Table 1 Global distribution of the dominant persistent sub-species variants at BATS

In the Southern Caribbean, temperatures were similar to BATS SS surface water, but nutrient concentrations were higher, especially above coral reefs and in mangroves53. A species absent from BATS, Ostreococcus bengalensis, was present in mangroves as well as the southern Bay of Bengal stations59. Otherwise, similar species and sub-variants were observed, with M. commoda ss as the dominant, including the key BATS sub-species variant (Table 1, Supplementary Data S4). However, unlike at BATS, M. bravo reached high relative abundances (a different sub-species variant than at BATS where this species was low in abundance) and alongside M. candidate species 1 and 2, formed the major Micromonas species53, all of which had ASVs that matched those found at BATS. Ostreococcus OII was the major Ostreococcus above coral reefs and in the open sea. Bathycoccus calidus had similar distributions as Ostreococcus OII, although lower relative abundances59. In these marine environments B. prasinos was rarely detected, establishing B. calidus as the dominant Bathycoccus in warm oligotrophic environments25,47. Overall, these results indicate that abundant ASVs from different prasinophyte species in the subtropics are globally distributed in warm oceanic waters and, at least at BATS, are persistently present.

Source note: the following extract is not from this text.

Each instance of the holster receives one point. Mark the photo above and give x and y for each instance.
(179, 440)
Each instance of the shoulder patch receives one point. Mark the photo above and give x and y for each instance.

At higher latitudes, large picoprasinophyte contributions to phytoplankton biomass have also been observed23. In the western North Atlantic spring phytoplankton bloom Class II is highly abundant and dominates among prasinophytes, but Ostreococcus Clade OI, which is often reported in mesotrophic and coastal waters17,25, is the main contributor in the subtropically-influenced spring community23. Ostreococcus Clade OII increased in relative abundance moving southward. In subtropical winter and subpolar samples from the western North Atlantic23 as well as the subpolar eastern North Atlantic19, M. commoda-like Clade C (sensu Simmons/Šlapeta) and Micromonas polaris (Clade E2) dominate relative abundances (plastid-derived) in many samples. While M. commoda-like Clade C and M. polaris were not detected at BATS, other prominent sub-species variants of M. pusilla and M. bravo were seen (albeit rarely) as well as M. candidate species 1 ASV81.

Diversity, genomic differentiation, and modelled temperature tolerances have led to Micromonas being proposed as sentinels of ocean change60,61. Our field data from BATS, other studies, and from higher latitudes demonstrate that while M. commoda-like Clade C and M. polaris are effectively not present in the subtropics or tropics, M. bravo and M. candidate species 1 can extend northwards in water masses with subtropical influences. Dominants for subtropical and tropical waters are M. commoda ss and M. candidate species 1. Moreover, specific sub-species are present in multiple subtropical and tropical settings. The distributions of dominant sub-species variants are linked to environmental conditions and stratification structures that are predicted to change with ocean warming – thus the mapping accomplished herein provides a baseline against which such change can be assessed. These findings propel the use of the Micromonas genus as indicator species of ocean conditions and climate change60.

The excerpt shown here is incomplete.